Uganda Shuts Down LGBT Group

Sexual Minorities Uganda (Smug) has been ordered to close with "immediate effect" for failing to properly register with the Country's authorities.

Ugandan authorities have banned a prominent LGBT rights group movement constituting, a major setback for the country’s LGBT community. 

Sexual Minorities Uganda (Smug) has been ordered to close with “immediate effect” for failing to properly register with the Country’s authorities.

The campaign group slammed the order as the government’s “clear witch hunt” against LGBT Ugandans.

In Uganda, where anti-gay and transphobic sentiments are prevalent, sexual minorities face widespread persecution.

Gay relationships are illegal in Uganda, where they can result in prison sentences of up to life for committing “unnatural offences.”

According to official police data, 194 people were charged with the offense between 2017 and 2020, with 25 convicted.

Smug director Frank Mugisha, a gay activist from Uganda, said: “This is a clear witch hunt rooted in systematic homophobia, fuelled by anti-gay and anti-gender movements.”

He claimed that the government was attempting to completely erase the LGBT minority in Uganda and treating its members as second-class citizens.

Smug, a campaign organization founded in 2004, had its operations suspended on Friday by Ugandan authorities because it had improperly registered its name with the National Bureau for Non-Governmental Organizations (NGOs).
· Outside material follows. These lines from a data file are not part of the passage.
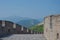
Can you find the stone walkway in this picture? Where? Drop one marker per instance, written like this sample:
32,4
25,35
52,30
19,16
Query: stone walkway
24,37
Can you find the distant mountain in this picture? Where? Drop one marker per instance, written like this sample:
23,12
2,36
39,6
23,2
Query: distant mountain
27,22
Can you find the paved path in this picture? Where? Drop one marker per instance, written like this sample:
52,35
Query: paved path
25,37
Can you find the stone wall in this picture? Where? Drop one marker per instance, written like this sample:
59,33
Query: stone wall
52,27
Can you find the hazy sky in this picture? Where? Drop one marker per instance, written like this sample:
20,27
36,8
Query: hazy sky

Several civil society organizations, including pro-democracy organizations, were also banned by Ugandan authorities last year for the same reason.

This time, according to the authorities, the problem starts with Smug’s name, Sexual Minorities Uganda.

Smug attempted to register with the authorities in 2012, according to a statement from the NGO Bureau, but the application was turned down because Smug’s full name was deemed “undesirable.”

Yoweri Museveni, the president of Uganda since 1986, has a history of homophobic remarks, including one in a 2016 CNN interview in which he called gay people “disgusting.”

Despite the fact that being transgender is not expressly illegal in Uganda, reports from rights organizations indicate that Trans people are frequently charged with other crimes like “personation” (false representation).

Smug has been fighting for the rights of LGBT people in Uganda ever since it was founded nearly 20 years ago. It does this by promoting access to healthcare and encouraging LGBT people to live openly.

In 2010, it successfully petitioned a Ugandan judge to order a newspaper to stop publishing the names and images of gay Ugandan men under the headline “hang them.” It has also taken legal action to protect gay people from discrimination.

The group claimed that as a result of the article, several of its members had been attacked or harassed, including one woman who was nearly killed when her neighbors started throwing stones at her house.

At the time, Ugandan politicians were debating whether to implement the death penalty for same-sex relationships, a legislative amendment that drew widespread international condemnation before being dropped.

Smug has recently spoken out against anti-gay speeches delivered by Ugandan politicians, including in the run-up to the 2021 national elections.

“Politicians are using the LGBT community as a scapegoat to gain support and votes, which is fueling homophobia,” Smug’s director Frank Mugisha told the Thomson Reuters Foundation.